Rhapsody le dévisagea avec attention à la lueur distante du feu brûlant au cœur de la Terre. Achmed avait toujours veillé à garder sa cape et sa capuche aussi souvent que possible, se comportant par mille subtilités comme un homme conscient de son apparence déplaisante, voire horrible. À présent, à voir son air spontané à la lumière, elle ne comprenait pas pourquoi il avait agi de la sorte. Il n’était pas laid, du moins pas aux yeux de la jeune femme, et possédait même une étrange beauté, pour tout dire. Loin d’un visage reflétant la monstruosité, c’était l’esquisse d’un dieu distrait.

Il était aisé d’imaginer la matière à partir de laquelle il avait créé. Sa tête rappelait celle, inachevée, d’une sculpture, avec ses traces de doigts et ses amas d’argile, pas encore raffinée : une petite excroissance pour figurer le nez, des traces de pouce inégales pour marquer l’emplacement où viendraient se ficher les yeux, un autre coup d’ongle pour la bouche, à demi souriante, à demi grimaçante, sans lèvres encore.

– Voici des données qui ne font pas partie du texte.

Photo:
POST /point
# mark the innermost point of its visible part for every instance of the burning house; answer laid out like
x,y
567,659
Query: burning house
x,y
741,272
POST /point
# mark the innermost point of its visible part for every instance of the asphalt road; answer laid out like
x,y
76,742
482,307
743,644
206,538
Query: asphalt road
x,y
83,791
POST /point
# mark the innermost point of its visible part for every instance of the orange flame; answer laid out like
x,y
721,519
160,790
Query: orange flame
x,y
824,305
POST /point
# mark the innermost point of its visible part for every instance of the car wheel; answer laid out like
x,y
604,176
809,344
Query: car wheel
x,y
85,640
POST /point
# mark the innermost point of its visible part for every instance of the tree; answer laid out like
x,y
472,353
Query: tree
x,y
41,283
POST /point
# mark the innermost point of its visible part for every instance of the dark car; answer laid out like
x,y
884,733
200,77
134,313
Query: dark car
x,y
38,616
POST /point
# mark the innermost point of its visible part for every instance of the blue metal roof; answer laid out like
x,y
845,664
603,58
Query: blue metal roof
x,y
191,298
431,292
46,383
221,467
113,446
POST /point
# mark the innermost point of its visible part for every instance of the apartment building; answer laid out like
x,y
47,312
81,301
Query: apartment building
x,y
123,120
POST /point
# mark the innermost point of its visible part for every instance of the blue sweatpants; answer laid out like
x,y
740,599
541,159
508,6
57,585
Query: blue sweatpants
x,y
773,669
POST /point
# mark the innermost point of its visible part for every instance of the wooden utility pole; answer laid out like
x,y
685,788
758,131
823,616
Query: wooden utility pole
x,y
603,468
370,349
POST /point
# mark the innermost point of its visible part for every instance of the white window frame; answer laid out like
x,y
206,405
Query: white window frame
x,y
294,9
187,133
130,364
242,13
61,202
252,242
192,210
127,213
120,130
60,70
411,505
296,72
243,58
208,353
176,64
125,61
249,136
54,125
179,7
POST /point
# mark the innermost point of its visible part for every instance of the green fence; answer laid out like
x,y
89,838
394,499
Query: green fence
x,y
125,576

Les yeux désassortis, le fin réseau de vaisseaux sous la surface de la peau avaient dessiné une œuvre d’art, non pas séduisante au sens classique du terme, mais rare et fascinante. Peut-être voyait-il quelque chose d’approchant en elle.

« Vous savez, vous n’êtes pas mal vous-même », dit-elle avec un petit sourire.

Achmed se tourna vers Grunthor, et tous deux hochèrent la tête avant de détourner le regard. Elle ne comprenait pas. À l’évidence, elle ne pouvait comprendre.